Humanity on the Fence
A new public art installation, called Fencelines, redefines the only barrier separating Richmond’s residential neighborhoods from the Chevron oil refinery: a wire fence.
“It is a participatory project meant to engage folks and get a message to Chevron, but also gather visions that offer a future that is different and will hopefully transform this situation,” says Graham Laird Prentice, one of the co-creators of the installation.
Fencelines incorporates community-painted slats along the fence, which is also decorated with ribbons intended to indicate which way the wind is blowing. Pollution from the Chevron Richmond Refinery, also the largest greenhouse gas emitter in California, doesn’t confine itself to the refinery’s side of the fence.
In addition to transforming the actual fence, Fencelines also occupies space at the Richmond Art Center, where visitors can find a sculptural fence with more painted slats.

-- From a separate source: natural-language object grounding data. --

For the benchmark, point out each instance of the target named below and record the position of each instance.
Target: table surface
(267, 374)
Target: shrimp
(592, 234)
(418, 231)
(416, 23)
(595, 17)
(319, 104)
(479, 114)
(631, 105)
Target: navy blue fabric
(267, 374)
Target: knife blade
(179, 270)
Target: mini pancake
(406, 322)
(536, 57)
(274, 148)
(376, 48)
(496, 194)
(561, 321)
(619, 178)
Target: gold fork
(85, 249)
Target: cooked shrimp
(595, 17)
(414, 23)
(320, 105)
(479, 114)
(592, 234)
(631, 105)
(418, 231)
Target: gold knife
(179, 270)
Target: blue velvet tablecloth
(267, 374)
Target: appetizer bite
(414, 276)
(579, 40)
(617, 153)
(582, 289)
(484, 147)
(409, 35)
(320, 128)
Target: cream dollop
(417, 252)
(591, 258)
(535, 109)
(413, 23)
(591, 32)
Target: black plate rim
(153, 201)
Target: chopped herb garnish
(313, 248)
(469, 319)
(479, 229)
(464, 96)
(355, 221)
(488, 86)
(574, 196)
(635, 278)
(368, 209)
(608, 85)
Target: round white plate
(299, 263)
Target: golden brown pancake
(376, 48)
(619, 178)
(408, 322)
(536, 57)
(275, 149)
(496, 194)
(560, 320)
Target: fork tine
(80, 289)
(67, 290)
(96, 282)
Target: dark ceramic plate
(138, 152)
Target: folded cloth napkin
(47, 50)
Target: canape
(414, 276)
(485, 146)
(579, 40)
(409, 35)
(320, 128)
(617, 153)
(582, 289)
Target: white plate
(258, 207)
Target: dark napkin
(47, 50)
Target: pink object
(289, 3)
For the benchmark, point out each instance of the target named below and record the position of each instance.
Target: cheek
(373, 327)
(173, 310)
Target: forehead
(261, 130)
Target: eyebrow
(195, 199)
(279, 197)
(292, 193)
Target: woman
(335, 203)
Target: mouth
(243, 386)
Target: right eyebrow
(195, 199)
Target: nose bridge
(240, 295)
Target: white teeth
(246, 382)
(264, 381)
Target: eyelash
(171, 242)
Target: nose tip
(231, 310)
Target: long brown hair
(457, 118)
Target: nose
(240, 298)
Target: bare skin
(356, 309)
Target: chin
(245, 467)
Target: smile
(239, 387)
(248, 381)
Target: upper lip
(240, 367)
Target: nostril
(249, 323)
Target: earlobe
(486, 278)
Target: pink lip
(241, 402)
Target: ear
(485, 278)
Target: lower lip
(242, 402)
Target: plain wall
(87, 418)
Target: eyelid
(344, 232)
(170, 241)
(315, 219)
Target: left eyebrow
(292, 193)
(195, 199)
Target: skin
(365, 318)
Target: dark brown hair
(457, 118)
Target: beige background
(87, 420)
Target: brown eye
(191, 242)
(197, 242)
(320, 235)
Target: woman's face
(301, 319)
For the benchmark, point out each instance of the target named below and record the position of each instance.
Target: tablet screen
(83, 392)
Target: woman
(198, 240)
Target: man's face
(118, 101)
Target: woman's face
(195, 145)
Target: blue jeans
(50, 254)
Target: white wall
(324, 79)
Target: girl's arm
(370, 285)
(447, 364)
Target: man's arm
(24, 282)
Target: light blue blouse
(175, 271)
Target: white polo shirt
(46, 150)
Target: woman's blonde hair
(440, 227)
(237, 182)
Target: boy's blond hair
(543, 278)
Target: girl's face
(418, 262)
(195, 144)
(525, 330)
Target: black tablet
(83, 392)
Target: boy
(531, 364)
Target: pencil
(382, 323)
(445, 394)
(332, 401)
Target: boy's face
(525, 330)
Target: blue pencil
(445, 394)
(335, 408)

During free community events held at the center, people can come and decorate their own slats with messages regarding their feelings around Chevron, the Richmond community, and climate justice to place on the fence.
This past April, photographer Lonny Meyer attended Spring Family Day to document how a community coming together for a day of art, positivity, and love can also be an act of resilience against environmental injustice.
The event produced an incredibly positive turnout according to Laird Prentice, but he has been mostly moved by what the voices of the community have had to say. “The messages have been incredible. They’re about climate justice, but they’re more specifically about community care, self care, and love. The way they’ve all been woven together–there’s a deep humanity in it. We could have never predicted how powerful it would be to give over the microphone.”